Die Öffnung der Passage ist zu einem Kernpunkt der Verhandlungen über ein Ende des seit drei Monaten andauernden Kriegs zwischen den USA und dem Iran geworden. Der Iran hatte die Route nach den Angriffen der USA und Israels im Februar faktisch blockiert. Zwar kündigte Trump im April eine Waffenruhe an, diese war jedoch an die vollständige Wiederöffnung der Meerenge geknüpft. Bis heute bleibt der Schiffsverkehr stark eingeschränkt.

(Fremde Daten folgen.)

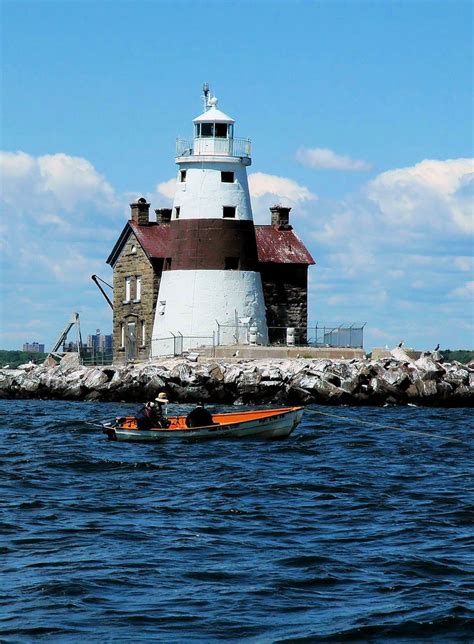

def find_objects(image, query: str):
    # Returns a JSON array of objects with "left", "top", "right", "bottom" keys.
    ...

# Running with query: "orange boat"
[{"left": 102, "top": 406, "right": 304, "bottom": 441}]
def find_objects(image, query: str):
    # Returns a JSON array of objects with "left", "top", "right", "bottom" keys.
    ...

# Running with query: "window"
[
  {"left": 135, "top": 275, "right": 141, "bottom": 301},
  {"left": 215, "top": 123, "right": 228, "bottom": 138},
  {"left": 120, "top": 323, "right": 125, "bottom": 348},
  {"left": 221, "top": 171, "right": 234, "bottom": 183},
  {"left": 200, "top": 123, "right": 214, "bottom": 137},
  {"left": 141, "top": 320, "right": 146, "bottom": 346},
  {"left": 175, "top": 206, "right": 180, "bottom": 219},
  {"left": 165, "top": 257, "right": 172, "bottom": 270},
  {"left": 125, "top": 276, "right": 131, "bottom": 302},
  {"left": 223, "top": 206, "right": 236, "bottom": 218},
  {"left": 180, "top": 170, "right": 186, "bottom": 182},
  {"left": 225, "top": 257, "right": 239, "bottom": 270}
]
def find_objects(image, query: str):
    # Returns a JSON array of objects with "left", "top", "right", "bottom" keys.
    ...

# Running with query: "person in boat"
[
  {"left": 136, "top": 392, "right": 170, "bottom": 429},
  {"left": 185, "top": 401, "right": 215, "bottom": 428}
]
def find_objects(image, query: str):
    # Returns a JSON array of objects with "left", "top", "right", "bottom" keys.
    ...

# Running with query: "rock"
[
  {"left": 17, "top": 361, "right": 37, "bottom": 372},
  {"left": 390, "top": 347, "right": 415, "bottom": 363},
  {"left": 208, "top": 363, "right": 225, "bottom": 382},
  {"left": 406, "top": 378, "right": 438, "bottom": 399},
  {"left": 0, "top": 354, "right": 472, "bottom": 406},
  {"left": 82, "top": 368, "right": 110, "bottom": 390},
  {"left": 414, "top": 354, "right": 446, "bottom": 381},
  {"left": 43, "top": 355, "right": 58, "bottom": 368}
]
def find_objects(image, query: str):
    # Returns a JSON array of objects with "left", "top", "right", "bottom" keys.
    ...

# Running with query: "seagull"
[
  {"left": 232, "top": 350, "right": 239, "bottom": 357},
  {"left": 397, "top": 341, "right": 404, "bottom": 348},
  {"left": 434, "top": 343, "right": 440, "bottom": 351}
]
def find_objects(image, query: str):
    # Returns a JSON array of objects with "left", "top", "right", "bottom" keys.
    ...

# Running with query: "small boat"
[{"left": 102, "top": 406, "right": 304, "bottom": 442}]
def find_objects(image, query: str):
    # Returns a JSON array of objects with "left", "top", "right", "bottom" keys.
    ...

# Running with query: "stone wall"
[
  {"left": 112, "top": 233, "right": 162, "bottom": 364},
  {"left": 260, "top": 264, "right": 308, "bottom": 342},
  {"left": 1, "top": 351, "right": 472, "bottom": 407}
]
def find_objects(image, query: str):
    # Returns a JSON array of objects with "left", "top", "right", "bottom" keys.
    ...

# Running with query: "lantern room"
[{"left": 193, "top": 98, "right": 236, "bottom": 156}]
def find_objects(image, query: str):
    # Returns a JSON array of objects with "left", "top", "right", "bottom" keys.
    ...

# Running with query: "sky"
[{"left": 1, "top": 0, "right": 473, "bottom": 352}]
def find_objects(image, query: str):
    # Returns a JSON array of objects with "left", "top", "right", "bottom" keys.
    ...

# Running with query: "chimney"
[
  {"left": 155, "top": 208, "right": 172, "bottom": 224},
  {"left": 130, "top": 197, "right": 150, "bottom": 225},
  {"left": 270, "top": 205, "right": 292, "bottom": 229}
]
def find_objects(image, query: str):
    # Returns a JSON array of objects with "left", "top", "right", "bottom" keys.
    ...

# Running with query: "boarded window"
[
  {"left": 175, "top": 206, "right": 180, "bottom": 219},
  {"left": 225, "top": 257, "right": 239, "bottom": 270},
  {"left": 221, "top": 171, "right": 234, "bottom": 183},
  {"left": 135, "top": 275, "right": 141, "bottom": 301},
  {"left": 223, "top": 206, "right": 236, "bottom": 218},
  {"left": 125, "top": 276, "right": 131, "bottom": 302}
]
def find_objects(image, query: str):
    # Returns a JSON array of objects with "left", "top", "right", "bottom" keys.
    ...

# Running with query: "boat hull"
[{"left": 103, "top": 407, "right": 304, "bottom": 442}]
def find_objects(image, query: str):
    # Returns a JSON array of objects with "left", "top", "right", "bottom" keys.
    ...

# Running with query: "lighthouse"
[{"left": 151, "top": 85, "right": 268, "bottom": 355}]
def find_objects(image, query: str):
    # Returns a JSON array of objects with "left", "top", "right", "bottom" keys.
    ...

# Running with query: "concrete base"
[
  {"left": 195, "top": 345, "right": 365, "bottom": 360},
  {"left": 372, "top": 348, "right": 422, "bottom": 360}
]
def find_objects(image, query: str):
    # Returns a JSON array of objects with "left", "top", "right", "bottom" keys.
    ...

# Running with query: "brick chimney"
[
  {"left": 270, "top": 205, "right": 292, "bottom": 230},
  {"left": 155, "top": 208, "right": 172, "bottom": 224},
  {"left": 130, "top": 197, "right": 150, "bottom": 225}
]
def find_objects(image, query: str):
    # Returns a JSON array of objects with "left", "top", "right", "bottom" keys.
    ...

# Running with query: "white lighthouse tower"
[{"left": 151, "top": 85, "right": 268, "bottom": 355}]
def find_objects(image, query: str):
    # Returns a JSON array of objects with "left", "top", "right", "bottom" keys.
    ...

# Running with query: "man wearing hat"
[
  {"left": 154, "top": 392, "right": 170, "bottom": 426},
  {"left": 136, "top": 392, "right": 170, "bottom": 429}
]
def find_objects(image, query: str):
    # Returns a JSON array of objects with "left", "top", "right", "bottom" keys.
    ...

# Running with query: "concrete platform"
[{"left": 194, "top": 345, "right": 365, "bottom": 360}]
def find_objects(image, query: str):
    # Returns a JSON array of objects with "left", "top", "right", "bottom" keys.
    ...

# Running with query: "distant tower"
[{"left": 151, "top": 85, "right": 268, "bottom": 354}]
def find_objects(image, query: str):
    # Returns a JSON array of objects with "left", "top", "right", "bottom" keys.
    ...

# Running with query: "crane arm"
[{"left": 91, "top": 274, "right": 113, "bottom": 310}]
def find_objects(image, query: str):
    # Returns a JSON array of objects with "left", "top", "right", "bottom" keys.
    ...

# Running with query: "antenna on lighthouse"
[{"left": 203, "top": 82, "right": 210, "bottom": 111}]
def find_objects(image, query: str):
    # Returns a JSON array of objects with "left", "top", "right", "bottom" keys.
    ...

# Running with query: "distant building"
[
  {"left": 87, "top": 334, "right": 113, "bottom": 351},
  {"left": 23, "top": 342, "right": 45, "bottom": 353}
]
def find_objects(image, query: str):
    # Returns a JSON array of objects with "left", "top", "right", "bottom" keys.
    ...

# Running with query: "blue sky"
[{"left": 1, "top": 0, "right": 473, "bottom": 351}]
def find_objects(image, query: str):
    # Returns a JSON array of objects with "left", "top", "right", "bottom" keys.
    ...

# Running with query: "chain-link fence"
[
  {"left": 266, "top": 324, "right": 365, "bottom": 348},
  {"left": 151, "top": 333, "right": 216, "bottom": 358}
]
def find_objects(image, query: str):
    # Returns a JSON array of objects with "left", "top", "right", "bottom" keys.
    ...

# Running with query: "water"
[{"left": 1, "top": 400, "right": 473, "bottom": 641}]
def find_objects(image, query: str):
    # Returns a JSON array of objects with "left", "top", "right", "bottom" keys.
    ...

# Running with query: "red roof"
[
  {"left": 108, "top": 221, "right": 314, "bottom": 266},
  {"left": 129, "top": 220, "right": 171, "bottom": 259},
  {"left": 255, "top": 225, "right": 315, "bottom": 265}
]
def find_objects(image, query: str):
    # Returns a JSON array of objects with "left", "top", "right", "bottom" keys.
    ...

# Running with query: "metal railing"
[
  {"left": 150, "top": 323, "right": 365, "bottom": 357},
  {"left": 80, "top": 350, "right": 114, "bottom": 366},
  {"left": 262, "top": 324, "right": 365, "bottom": 348},
  {"left": 176, "top": 137, "right": 251, "bottom": 158}
]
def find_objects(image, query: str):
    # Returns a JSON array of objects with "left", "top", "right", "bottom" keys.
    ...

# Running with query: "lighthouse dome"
[
  {"left": 193, "top": 104, "right": 235, "bottom": 124},
  {"left": 193, "top": 106, "right": 235, "bottom": 124}
]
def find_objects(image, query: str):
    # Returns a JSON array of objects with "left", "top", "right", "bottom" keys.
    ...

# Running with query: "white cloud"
[
  {"left": 296, "top": 146, "right": 371, "bottom": 171},
  {"left": 157, "top": 178, "right": 176, "bottom": 202},
  {"left": 451, "top": 281, "right": 474, "bottom": 299},
  {"left": 367, "top": 158, "right": 474, "bottom": 233},
  {"left": 248, "top": 172, "right": 317, "bottom": 224},
  {"left": 305, "top": 157, "right": 474, "bottom": 349},
  {"left": 248, "top": 172, "right": 316, "bottom": 202},
  {"left": 0, "top": 151, "right": 117, "bottom": 214}
]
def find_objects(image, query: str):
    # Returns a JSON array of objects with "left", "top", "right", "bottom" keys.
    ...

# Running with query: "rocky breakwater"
[{"left": 0, "top": 349, "right": 472, "bottom": 407}]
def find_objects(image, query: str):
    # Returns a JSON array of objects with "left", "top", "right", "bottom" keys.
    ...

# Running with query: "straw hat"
[{"left": 155, "top": 392, "right": 169, "bottom": 404}]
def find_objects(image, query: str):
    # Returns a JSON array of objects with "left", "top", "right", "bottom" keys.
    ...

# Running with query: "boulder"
[{"left": 82, "top": 368, "right": 110, "bottom": 390}]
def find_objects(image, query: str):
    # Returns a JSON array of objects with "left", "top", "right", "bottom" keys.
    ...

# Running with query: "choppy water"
[{"left": 1, "top": 400, "right": 473, "bottom": 641}]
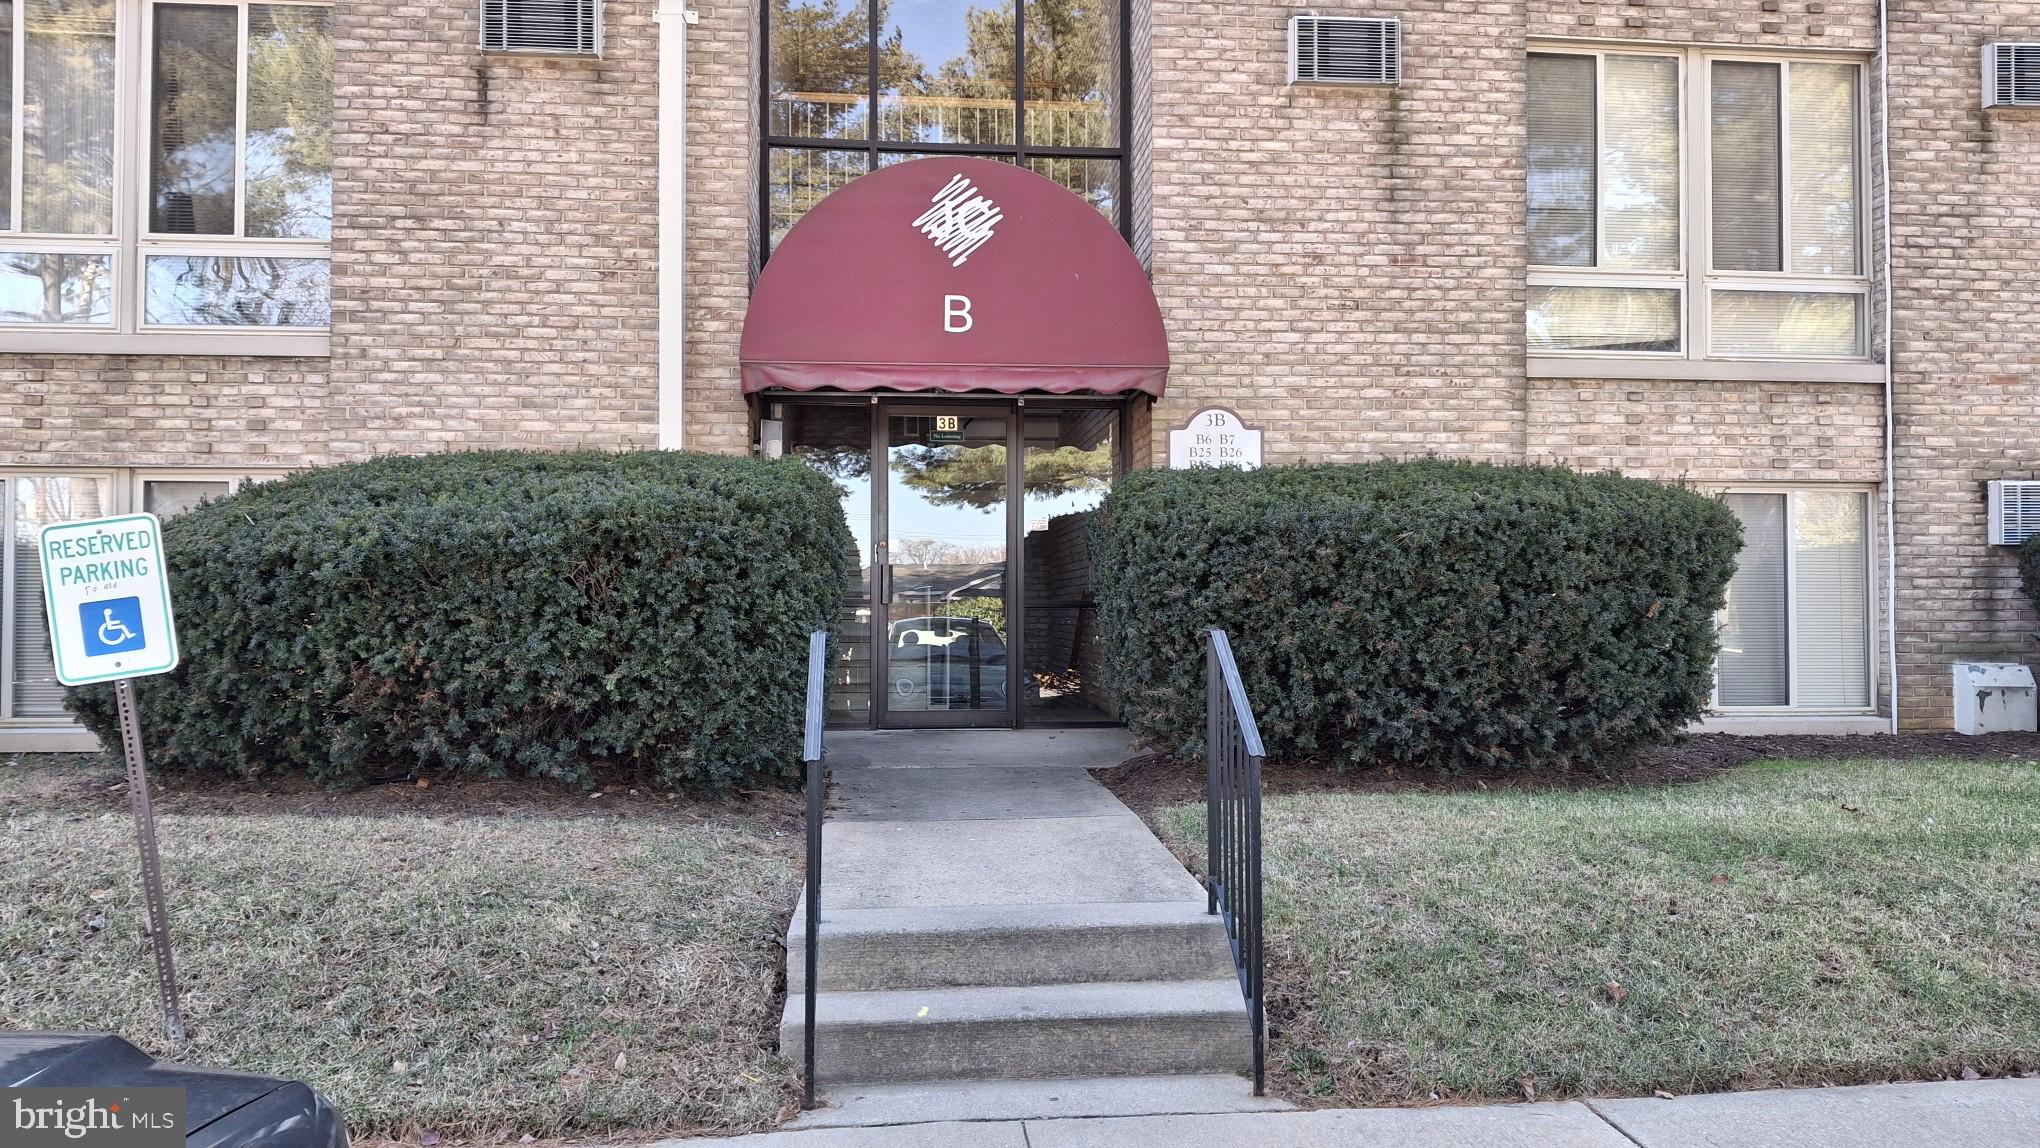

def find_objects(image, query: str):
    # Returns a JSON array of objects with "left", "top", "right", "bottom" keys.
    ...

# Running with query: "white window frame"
[
  {"left": 0, "top": 468, "right": 118, "bottom": 724},
  {"left": 0, "top": 0, "right": 331, "bottom": 356},
  {"left": 1709, "top": 484, "right": 1880, "bottom": 715},
  {"left": 1528, "top": 43, "right": 1874, "bottom": 383},
  {"left": 1, "top": 465, "right": 288, "bottom": 727}
]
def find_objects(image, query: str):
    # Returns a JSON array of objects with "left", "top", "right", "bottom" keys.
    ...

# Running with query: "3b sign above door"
[{"left": 38, "top": 513, "right": 181, "bottom": 686}]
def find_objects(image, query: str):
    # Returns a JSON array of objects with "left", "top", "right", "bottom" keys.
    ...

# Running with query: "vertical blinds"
[
  {"left": 1600, "top": 54, "right": 1680, "bottom": 271},
  {"left": 150, "top": 3, "right": 239, "bottom": 235},
  {"left": 1716, "top": 491, "right": 1872, "bottom": 709},
  {"left": 22, "top": 0, "right": 118, "bottom": 235},
  {"left": 1793, "top": 491, "right": 1870, "bottom": 707},
  {"left": 1527, "top": 53, "right": 1595, "bottom": 268},
  {"left": 1719, "top": 494, "right": 1789, "bottom": 707},
  {"left": 1711, "top": 61, "right": 1782, "bottom": 272},
  {"left": 1787, "top": 62, "right": 1859, "bottom": 276},
  {"left": 7, "top": 475, "right": 109, "bottom": 718}
]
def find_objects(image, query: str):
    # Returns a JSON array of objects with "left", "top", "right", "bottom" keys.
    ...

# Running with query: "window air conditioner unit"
[
  {"left": 1987, "top": 480, "right": 2040, "bottom": 545},
  {"left": 1290, "top": 16, "right": 1401, "bottom": 86},
  {"left": 481, "top": 0, "right": 601, "bottom": 56},
  {"left": 1983, "top": 42, "right": 2040, "bottom": 108}
]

Die Folgen zeigen sich bereits auf den Weltmärkten. Die Energiepreise steigen, gleichzeitig warnte die Ernährungs- und Landwirtschaftsorganisation der Vereinten Nationen zuletzt vor einer möglichen globalen Versorgungskrise infolge der gestörten Handelsrouten.
Oman spielt in den indirekten Gesprächen zwischen Washington und Teheran seit Jahren eine wichtige Vermittlerrolle. Das Sultanat unterhält gute Beziehungen zu beiden Seiten und war bereits bei früheren Atomverhandlungen als diskreter Kanal zwischen dem Iran und den USA tätig. Anders als mehrere arabische Staaten gehört Oman allerdings nicht zu den sogenannten Abraham-Abkommen der Trump-Regierung.